NEW AUCTION「NEW 003」|カジュアルにアートを楽しめるオークション下見会をご紹介
アートオークションはギャラリーだけでは出会いきれない、国内外のアート作品との出会いの場として活用できることは、意外と知られていないのではないでしょうか。
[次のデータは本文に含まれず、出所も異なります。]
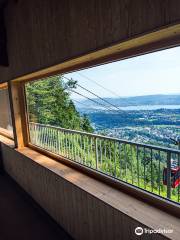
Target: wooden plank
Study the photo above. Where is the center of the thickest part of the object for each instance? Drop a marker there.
(16, 96)
(125, 205)
(163, 38)
(66, 30)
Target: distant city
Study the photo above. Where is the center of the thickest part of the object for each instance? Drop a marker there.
(153, 119)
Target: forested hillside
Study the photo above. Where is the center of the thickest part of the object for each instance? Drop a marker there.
(49, 102)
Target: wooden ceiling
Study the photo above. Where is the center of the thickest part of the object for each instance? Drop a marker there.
(3, 40)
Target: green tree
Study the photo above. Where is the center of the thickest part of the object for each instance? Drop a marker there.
(49, 102)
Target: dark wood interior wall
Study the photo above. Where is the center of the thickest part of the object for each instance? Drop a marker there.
(42, 33)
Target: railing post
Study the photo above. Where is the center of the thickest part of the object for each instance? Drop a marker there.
(169, 175)
(96, 152)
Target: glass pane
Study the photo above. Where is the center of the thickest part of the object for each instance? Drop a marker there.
(5, 117)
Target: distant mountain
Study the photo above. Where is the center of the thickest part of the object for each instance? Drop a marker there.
(134, 101)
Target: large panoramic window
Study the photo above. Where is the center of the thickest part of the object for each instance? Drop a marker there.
(121, 119)
(5, 117)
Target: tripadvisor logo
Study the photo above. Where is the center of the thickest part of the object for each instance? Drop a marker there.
(139, 231)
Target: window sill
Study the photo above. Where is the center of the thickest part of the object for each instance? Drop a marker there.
(142, 212)
(6, 140)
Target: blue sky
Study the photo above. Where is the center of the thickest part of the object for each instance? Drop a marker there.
(155, 73)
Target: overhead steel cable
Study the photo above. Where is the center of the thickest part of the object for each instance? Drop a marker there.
(104, 100)
(92, 100)
(74, 100)
(108, 90)
(91, 80)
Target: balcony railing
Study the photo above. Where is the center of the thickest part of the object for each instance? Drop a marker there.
(145, 166)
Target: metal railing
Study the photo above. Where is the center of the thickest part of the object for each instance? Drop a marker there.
(141, 165)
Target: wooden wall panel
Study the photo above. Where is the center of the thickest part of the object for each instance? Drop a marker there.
(45, 33)
(80, 213)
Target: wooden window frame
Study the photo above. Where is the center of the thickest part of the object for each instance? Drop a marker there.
(4, 132)
(154, 41)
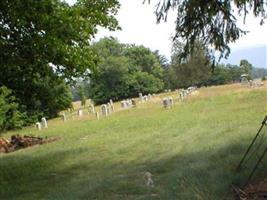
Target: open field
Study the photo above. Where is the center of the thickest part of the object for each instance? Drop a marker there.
(191, 149)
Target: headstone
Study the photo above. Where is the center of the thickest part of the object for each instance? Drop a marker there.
(165, 102)
(44, 123)
(123, 104)
(63, 117)
(97, 115)
(141, 96)
(80, 113)
(133, 103)
(112, 107)
(92, 108)
(38, 126)
(108, 108)
(170, 101)
(145, 98)
(104, 110)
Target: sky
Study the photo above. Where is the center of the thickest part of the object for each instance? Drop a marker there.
(138, 23)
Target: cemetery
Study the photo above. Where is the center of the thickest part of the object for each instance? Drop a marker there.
(133, 100)
(141, 148)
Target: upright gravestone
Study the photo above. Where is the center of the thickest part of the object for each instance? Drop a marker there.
(108, 108)
(92, 108)
(97, 115)
(63, 117)
(145, 98)
(165, 102)
(141, 96)
(44, 122)
(124, 104)
(80, 113)
(133, 103)
(104, 110)
(170, 101)
(38, 126)
(181, 96)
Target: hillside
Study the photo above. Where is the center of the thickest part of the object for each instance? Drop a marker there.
(255, 55)
(191, 150)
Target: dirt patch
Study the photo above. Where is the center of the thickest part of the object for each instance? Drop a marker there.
(17, 142)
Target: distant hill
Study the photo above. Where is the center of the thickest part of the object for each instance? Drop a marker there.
(257, 56)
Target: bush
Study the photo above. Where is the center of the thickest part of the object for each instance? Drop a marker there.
(10, 116)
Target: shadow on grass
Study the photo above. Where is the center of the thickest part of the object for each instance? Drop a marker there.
(55, 175)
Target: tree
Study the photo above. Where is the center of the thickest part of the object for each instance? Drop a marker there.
(246, 68)
(211, 21)
(46, 43)
(195, 70)
(124, 71)
(10, 116)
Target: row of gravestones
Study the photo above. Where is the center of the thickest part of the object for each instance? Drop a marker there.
(128, 103)
(168, 101)
(42, 124)
(145, 97)
(185, 92)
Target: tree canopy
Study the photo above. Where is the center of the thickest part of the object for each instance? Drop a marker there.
(212, 21)
(45, 44)
(124, 71)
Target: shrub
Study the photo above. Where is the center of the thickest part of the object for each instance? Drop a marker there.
(10, 116)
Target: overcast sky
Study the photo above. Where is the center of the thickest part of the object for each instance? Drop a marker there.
(139, 26)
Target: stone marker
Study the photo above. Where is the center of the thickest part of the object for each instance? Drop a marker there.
(92, 108)
(80, 113)
(38, 126)
(44, 123)
(170, 101)
(112, 107)
(63, 117)
(97, 115)
(123, 104)
(141, 96)
(108, 108)
(104, 110)
(165, 102)
(133, 103)
(145, 98)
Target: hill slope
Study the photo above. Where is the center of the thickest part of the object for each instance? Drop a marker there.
(191, 150)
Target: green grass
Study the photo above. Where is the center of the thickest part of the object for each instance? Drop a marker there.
(191, 150)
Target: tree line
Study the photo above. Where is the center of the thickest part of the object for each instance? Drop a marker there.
(46, 48)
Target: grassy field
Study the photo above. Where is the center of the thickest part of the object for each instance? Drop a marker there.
(191, 150)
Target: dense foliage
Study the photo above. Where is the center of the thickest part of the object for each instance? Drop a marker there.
(211, 21)
(10, 116)
(45, 44)
(124, 71)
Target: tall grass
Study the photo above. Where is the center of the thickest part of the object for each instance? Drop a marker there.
(191, 150)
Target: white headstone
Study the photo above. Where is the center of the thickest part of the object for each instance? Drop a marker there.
(63, 117)
(44, 123)
(97, 115)
(104, 110)
(170, 101)
(108, 108)
(124, 104)
(38, 126)
(80, 113)
(92, 108)
(141, 96)
(165, 102)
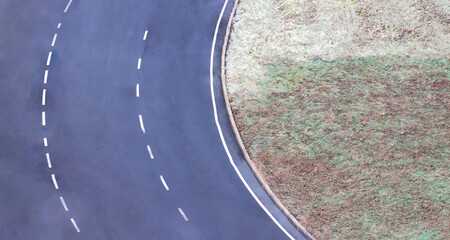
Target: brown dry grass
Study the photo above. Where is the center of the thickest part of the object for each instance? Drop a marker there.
(356, 146)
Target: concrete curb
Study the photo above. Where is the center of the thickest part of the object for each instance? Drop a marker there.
(252, 166)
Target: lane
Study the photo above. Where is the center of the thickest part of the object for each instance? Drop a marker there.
(99, 155)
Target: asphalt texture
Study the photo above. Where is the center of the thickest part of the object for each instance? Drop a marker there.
(98, 151)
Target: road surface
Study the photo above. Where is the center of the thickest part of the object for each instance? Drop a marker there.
(110, 127)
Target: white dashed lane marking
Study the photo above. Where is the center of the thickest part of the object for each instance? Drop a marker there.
(139, 63)
(145, 35)
(49, 58)
(68, 5)
(43, 119)
(54, 39)
(75, 224)
(142, 123)
(164, 182)
(55, 182)
(150, 152)
(44, 92)
(45, 76)
(182, 214)
(137, 90)
(49, 162)
(64, 204)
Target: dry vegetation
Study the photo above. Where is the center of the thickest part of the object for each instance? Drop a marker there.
(344, 106)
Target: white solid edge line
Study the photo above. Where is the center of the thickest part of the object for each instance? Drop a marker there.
(139, 63)
(219, 129)
(145, 35)
(43, 119)
(64, 204)
(150, 152)
(137, 90)
(55, 182)
(141, 122)
(182, 214)
(68, 5)
(45, 76)
(49, 162)
(54, 39)
(44, 93)
(75, 224)
(164, 182)
(49, 58)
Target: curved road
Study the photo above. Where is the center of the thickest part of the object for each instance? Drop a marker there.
(108, 128)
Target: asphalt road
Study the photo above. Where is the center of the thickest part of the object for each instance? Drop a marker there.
(83, 157)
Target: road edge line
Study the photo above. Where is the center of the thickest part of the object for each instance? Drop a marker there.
(237, 135)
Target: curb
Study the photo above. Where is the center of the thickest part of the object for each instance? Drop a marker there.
(252, 166)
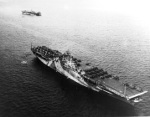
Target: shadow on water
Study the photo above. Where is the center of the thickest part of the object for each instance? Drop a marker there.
(82, 101)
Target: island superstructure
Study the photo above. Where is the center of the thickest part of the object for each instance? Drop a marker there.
(90, 76)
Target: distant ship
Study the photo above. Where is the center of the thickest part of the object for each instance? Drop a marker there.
(88, 76)
(25, 12)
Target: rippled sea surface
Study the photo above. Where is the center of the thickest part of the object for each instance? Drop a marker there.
(108, 41)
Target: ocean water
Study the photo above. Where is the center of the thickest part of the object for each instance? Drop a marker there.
(107, 40)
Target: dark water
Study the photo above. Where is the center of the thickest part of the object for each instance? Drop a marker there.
(29, 88)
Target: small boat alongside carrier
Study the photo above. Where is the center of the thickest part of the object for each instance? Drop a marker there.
(90, 76)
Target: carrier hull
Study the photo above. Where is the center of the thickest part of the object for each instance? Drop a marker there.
(76, 74)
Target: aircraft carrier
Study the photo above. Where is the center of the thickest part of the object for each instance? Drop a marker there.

そこで今回は、渋谷神宮前にあるSAIにて開催したNEW AUCTIONによる「NEW 003」下見会の模様を中心にご紹介します。
- 要点だけ知りたい人へ
- NEW AUCTIONとは?
- 平面作品
- Chim↑Pom from Smappa!Group:平和の日 (鹿)
- 梅沢和木:神鬼勃ツ三千世界之画像海
- 井田幸昌:End of today – 2/10/2019 Portrait of N –
- 猪瀬直哉:Stella Maris
- 平子雄一:Pattern of Grain 5
- ロッカクアヤコ:Untitled
- 流麻ニ果:肥
- 赤瀬川原平:紙型千円札
- 高松次郎:影 No.1411
- 草間彌生:かぼちゃ 2000 (黄) (Kusama 298)
- KYNE:Untitled
- 山口歴:RD NO. 8
- TIDE:DECADE
- リチャード・プリンス:Untitled (portrait)
- アンディ・ウォーホル:Life Savers :「Ads」より (F. & S. II. 353)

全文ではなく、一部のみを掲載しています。